Las víctimas, personas mayores, no se habían percatado a excepción de una de ellas, que lo manifestó pero sus familiares achacaron que no era cierto y que sería un descuido que no recordaba debido a su ictus. La arrestada aprovechó su condición de limpiadora para hurtar las alhajas. Se han recuperado joyas, valoradas en más de 20.000 €, que han podido ser entregadas a sus propietarias




 

Madre e hijo detenidos en Gandia por vender joyas robadas en viviendas

Agentes de la Policía Nacional adscritos a la Comisaría de Gandia han detenido en la capital de la Safor a una madre y su hijo de 62 y 32 años, respectivamente, como autores de un delito grave de hurto. La arrestada aprovechó su condición de limpiadora para hurtar en tres domicilios. Los detenidos realizaron ventas de las alhajas ocasionando un perjuicio de 40.000 euros a las víctimas. Las familias no se percataron de las sustracciones hasta que fueron informadas por la policía.

Las investigaciones se iniciaron al detectar los policías una serie de venta de joyas, en las que no parecían encajar los datos de la inscripción de un colgante de oro con la persona que la había vendido. Los policías averiguaron que la persona que había vendido la placa había realizado numerosas ventas de lotes de joyas en varios establecimientos de compraventa de oro. Los agentes detectaron que la mujer junto a su hijo había realizado numerosas ventas de joyas, obteniendo 40.000 euros. 

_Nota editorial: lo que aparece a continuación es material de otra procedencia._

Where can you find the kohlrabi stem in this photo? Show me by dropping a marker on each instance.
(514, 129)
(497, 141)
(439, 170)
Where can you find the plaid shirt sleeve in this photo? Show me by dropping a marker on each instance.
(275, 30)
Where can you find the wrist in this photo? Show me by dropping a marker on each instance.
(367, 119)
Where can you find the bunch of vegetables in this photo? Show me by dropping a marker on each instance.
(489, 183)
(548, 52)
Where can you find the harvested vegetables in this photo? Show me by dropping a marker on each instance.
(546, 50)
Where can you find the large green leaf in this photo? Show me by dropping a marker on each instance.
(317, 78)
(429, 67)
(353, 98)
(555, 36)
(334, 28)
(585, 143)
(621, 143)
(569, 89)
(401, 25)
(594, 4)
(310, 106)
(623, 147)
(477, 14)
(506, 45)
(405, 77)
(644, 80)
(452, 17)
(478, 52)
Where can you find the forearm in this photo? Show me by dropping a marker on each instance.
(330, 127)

Los policías lograron averiguar la identidad de las propietarias de las alhajas, y que ninguna de ellas había denunciado la pérdida o robo de las joyas, descubriendo entonces que la sospechosa tenía acceso a los domicilios ya que realizaba labores de limpieza.

Los policías tras localizar a los sospechosos y tras las averiguaciones pertinentes, los detuvieron como autores de un delito grave de hurto. Realizaron un registro domiciliario donde los agentes intervinieron joyas y bisutería de las víctimas valoradas en 2.000 euros, que tras las comprobaciones oportunas fueron entregadas a sus legítimos propietarios.

Una de las familias perjudicadas contó que la madre sí había detectado la falta de parte de sus joyas, y le había preguntado a la ahora detenida y negando saber el paradero de éstas, llegando a no creer a la mujer como consecuencia de un ictus que había sufrido, averiguando entonces, que estaba en lo cierto.